The Bank of England’s Credit Conditions Survey for the period showed this decreased from a measure of -35.3 in Q3 to -34.8 in Q4. Lenders expect this to fall further to a score of -28.7 in Q1 of this year.
Demand for remortgages rose in Q4 to a score of 70.4, up from 34.5 in Q3.
The scores for lender responses are calculated by market share, with a larger weighting given to those with a bigger share.
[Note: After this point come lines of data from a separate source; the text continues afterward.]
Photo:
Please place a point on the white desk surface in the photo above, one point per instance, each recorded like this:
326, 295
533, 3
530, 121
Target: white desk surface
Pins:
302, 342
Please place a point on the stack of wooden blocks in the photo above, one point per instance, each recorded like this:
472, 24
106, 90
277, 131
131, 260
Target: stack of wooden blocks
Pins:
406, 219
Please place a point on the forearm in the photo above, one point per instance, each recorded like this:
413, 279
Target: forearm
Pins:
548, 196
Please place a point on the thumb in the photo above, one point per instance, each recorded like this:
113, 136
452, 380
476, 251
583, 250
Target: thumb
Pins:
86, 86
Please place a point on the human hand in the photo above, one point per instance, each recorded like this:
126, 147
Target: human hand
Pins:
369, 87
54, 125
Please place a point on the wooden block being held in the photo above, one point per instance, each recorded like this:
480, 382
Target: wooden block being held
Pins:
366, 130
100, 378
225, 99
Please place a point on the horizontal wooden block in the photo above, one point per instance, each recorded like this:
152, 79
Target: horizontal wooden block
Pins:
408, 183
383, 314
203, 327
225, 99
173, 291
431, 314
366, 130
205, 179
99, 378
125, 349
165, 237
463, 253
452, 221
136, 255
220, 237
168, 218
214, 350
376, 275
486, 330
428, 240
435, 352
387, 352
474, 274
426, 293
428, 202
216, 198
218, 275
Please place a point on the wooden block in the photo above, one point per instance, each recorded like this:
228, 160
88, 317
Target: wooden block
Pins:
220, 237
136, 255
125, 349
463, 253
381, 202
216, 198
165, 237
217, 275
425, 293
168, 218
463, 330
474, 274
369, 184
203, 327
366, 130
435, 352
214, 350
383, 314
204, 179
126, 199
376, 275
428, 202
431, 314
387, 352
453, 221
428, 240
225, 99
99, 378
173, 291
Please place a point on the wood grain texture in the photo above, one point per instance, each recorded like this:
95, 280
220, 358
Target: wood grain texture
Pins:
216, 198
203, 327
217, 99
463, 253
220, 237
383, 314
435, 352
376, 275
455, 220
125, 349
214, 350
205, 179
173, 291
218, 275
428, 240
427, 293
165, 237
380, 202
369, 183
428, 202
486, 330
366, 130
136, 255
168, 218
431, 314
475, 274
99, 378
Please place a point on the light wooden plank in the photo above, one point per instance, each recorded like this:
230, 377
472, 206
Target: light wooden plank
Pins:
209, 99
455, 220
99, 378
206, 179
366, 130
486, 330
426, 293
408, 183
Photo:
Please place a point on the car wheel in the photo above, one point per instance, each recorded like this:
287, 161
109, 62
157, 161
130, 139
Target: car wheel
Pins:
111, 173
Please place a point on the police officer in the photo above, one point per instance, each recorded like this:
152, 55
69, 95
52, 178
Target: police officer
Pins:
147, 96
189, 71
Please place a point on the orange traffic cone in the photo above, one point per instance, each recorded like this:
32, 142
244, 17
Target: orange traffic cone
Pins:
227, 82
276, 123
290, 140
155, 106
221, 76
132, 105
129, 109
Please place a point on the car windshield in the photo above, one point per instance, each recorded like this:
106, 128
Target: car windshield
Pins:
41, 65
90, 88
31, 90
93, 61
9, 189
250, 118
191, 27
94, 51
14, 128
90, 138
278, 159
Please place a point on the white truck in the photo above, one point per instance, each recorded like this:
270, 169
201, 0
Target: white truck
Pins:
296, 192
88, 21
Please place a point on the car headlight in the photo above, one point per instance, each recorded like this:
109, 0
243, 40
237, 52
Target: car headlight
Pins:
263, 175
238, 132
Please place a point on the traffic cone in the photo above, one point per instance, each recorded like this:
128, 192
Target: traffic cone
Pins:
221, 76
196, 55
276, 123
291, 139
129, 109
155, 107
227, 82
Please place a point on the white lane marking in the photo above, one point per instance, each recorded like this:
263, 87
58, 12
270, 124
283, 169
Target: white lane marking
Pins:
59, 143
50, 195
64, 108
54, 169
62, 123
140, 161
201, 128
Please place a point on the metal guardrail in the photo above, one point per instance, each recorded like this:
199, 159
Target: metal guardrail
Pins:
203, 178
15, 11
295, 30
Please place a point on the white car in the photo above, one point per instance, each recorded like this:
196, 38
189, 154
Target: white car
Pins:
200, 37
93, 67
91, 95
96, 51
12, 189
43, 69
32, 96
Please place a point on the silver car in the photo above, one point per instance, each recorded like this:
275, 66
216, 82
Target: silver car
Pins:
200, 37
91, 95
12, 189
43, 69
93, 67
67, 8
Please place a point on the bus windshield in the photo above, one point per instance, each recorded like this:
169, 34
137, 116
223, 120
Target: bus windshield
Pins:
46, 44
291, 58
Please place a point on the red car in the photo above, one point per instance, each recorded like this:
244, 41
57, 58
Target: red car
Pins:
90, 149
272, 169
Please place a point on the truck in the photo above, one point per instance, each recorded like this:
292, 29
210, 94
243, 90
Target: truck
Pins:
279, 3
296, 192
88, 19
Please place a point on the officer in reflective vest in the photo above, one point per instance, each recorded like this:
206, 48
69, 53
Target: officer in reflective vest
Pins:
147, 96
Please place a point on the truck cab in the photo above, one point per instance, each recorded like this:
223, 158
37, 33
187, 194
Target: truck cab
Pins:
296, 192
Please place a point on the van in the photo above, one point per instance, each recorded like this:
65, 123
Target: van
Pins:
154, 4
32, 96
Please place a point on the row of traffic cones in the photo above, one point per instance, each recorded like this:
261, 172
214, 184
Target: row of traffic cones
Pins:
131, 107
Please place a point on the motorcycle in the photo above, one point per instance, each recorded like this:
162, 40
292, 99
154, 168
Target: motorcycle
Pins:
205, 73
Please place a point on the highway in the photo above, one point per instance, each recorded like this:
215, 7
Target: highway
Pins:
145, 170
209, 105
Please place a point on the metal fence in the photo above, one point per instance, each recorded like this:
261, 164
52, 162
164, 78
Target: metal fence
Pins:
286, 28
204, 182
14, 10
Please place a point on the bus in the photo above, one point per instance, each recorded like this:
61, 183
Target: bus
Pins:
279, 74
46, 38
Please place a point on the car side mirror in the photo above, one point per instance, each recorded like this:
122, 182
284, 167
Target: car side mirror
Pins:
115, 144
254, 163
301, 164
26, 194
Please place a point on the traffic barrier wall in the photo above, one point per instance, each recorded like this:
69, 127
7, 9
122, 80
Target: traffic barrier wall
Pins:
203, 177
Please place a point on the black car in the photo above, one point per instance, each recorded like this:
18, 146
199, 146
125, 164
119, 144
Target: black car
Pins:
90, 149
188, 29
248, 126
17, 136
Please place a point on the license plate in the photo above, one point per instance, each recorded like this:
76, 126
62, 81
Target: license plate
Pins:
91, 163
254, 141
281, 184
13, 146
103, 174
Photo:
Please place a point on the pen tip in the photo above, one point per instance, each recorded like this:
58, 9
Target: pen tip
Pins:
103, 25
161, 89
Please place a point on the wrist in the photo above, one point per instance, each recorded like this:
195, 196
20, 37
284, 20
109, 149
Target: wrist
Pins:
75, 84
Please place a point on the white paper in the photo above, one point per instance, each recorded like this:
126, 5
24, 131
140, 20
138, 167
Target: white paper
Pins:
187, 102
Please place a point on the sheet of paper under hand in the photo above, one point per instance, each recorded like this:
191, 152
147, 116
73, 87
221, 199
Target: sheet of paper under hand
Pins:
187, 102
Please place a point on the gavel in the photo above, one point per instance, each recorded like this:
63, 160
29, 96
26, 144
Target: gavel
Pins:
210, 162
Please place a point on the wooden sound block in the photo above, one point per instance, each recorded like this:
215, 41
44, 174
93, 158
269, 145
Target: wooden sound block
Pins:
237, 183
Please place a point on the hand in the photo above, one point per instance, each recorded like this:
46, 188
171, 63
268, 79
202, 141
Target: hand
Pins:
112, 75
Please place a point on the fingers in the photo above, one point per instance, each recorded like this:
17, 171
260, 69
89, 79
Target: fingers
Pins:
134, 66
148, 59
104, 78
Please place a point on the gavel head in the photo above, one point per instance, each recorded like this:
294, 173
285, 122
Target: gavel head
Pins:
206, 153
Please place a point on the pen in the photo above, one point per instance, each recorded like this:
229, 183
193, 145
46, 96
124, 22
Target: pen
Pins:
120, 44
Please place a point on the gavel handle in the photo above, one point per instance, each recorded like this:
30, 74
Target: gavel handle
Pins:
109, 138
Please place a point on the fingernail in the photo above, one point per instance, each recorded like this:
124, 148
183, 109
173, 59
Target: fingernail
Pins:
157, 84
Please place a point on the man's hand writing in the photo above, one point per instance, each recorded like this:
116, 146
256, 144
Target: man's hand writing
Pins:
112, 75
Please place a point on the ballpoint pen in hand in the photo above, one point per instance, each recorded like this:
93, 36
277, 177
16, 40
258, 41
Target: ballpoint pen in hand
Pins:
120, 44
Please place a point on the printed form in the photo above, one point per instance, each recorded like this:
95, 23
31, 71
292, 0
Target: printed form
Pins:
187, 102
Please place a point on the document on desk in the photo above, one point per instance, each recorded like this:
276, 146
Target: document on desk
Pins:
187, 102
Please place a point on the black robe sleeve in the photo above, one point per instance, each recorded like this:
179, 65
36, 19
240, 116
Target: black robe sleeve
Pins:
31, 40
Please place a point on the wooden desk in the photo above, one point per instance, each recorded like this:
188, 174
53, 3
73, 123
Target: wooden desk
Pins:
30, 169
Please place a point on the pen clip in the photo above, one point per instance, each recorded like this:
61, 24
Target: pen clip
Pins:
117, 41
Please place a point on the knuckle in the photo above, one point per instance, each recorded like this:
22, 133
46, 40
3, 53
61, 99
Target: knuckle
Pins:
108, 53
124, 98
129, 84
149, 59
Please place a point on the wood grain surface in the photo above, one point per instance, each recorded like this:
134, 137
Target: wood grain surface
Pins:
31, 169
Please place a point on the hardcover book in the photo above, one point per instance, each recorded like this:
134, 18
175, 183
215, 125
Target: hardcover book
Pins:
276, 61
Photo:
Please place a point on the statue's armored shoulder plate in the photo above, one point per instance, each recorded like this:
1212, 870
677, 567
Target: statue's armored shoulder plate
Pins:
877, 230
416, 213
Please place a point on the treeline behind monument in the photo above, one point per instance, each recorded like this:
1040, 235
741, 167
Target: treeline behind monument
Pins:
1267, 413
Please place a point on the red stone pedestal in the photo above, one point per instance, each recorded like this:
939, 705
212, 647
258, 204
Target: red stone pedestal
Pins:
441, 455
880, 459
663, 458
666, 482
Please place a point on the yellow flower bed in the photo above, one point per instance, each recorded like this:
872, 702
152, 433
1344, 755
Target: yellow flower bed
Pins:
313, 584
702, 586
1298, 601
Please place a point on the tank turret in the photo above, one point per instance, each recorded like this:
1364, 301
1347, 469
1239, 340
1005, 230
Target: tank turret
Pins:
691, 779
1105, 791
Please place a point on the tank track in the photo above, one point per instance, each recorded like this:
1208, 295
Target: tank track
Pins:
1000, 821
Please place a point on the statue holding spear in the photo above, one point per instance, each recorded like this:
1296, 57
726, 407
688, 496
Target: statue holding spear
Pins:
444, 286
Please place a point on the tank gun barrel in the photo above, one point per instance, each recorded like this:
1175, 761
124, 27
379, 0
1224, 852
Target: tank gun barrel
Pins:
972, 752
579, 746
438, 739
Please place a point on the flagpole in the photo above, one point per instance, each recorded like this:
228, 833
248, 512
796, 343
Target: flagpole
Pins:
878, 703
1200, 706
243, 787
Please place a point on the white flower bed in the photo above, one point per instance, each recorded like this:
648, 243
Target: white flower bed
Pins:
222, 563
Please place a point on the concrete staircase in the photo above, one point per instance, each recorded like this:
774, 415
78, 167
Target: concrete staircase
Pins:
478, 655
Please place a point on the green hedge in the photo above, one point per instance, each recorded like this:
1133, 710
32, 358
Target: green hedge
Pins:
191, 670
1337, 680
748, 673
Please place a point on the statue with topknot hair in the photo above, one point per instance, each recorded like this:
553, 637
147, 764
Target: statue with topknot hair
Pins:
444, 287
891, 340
A positive reading indicates an improvement to the respective scenario, while a negative reading suggests a decline.
Although lenders reported a decline in business, mortgage brokers have said the responses do not reflect the business they conducted.
Andrew Montlake, managing director of Coreco, said remortgages were “on fire” due to rumours of a rate rise at the end of the year and borrowers looking to lock in rates.
He added: “Demand for house purchase was also strong so it’s an enigma that the Bank of England is reporting demand decreased. That’s not what we saw on the ground.”
Jamie Thompson, mortgage broker at Jamie Thompson Mortgages, said: “First-time buyers were out in force in the latter stages of 2021 so it’s surprising to see lenders reporting demand actually decreased. If there’s any reason for that, it’s likely down to the sheer lack of supply and shortage of properties coming onto the market.”
Demand for buy-to-let lending surged in Q4, rising to a net balance of 26.9 from -9.1 in the previous quarter. This is expected to drop again in Q1, however, with a lender response score of -13.4.
Lenders also reported they would be more willing to lend to borrowers with a deposit of 10 per cent or less in the near future. Respondents gave a positive score of 30.7 predicted for Q1, compared to the 19.8 score for lenders who issued loans to low deposit borrowers in Q4.
Rising defaults and stable rates
The number of mortgages in default decreased in Q4 from a score of -37.1 to -11.1, however lenders predicted this would rise in Q1 with a response score of 13.9.
Overall lending spreads on mortgages narrowed in Q4, suggesting a drop in interest rates over the period. This is expected to remain fairly level in the first quarter of 2022.
Scott Taylor-Barr, financial adviser at Carl Summers Financial Services, said: “The back end of 2021 saw rates move upwards, not by much and overall rates are still incredibly low. That upward shift, however, was enough to get people talking and that’s generated a lot of questions, especially from first-time buyers.
“However, the reality is a little different, with lenders raising some rates following the base rate change, whilst lowering others. So, there is still a huge competitive pressure on lenders to keep rates keen and attract new customers.”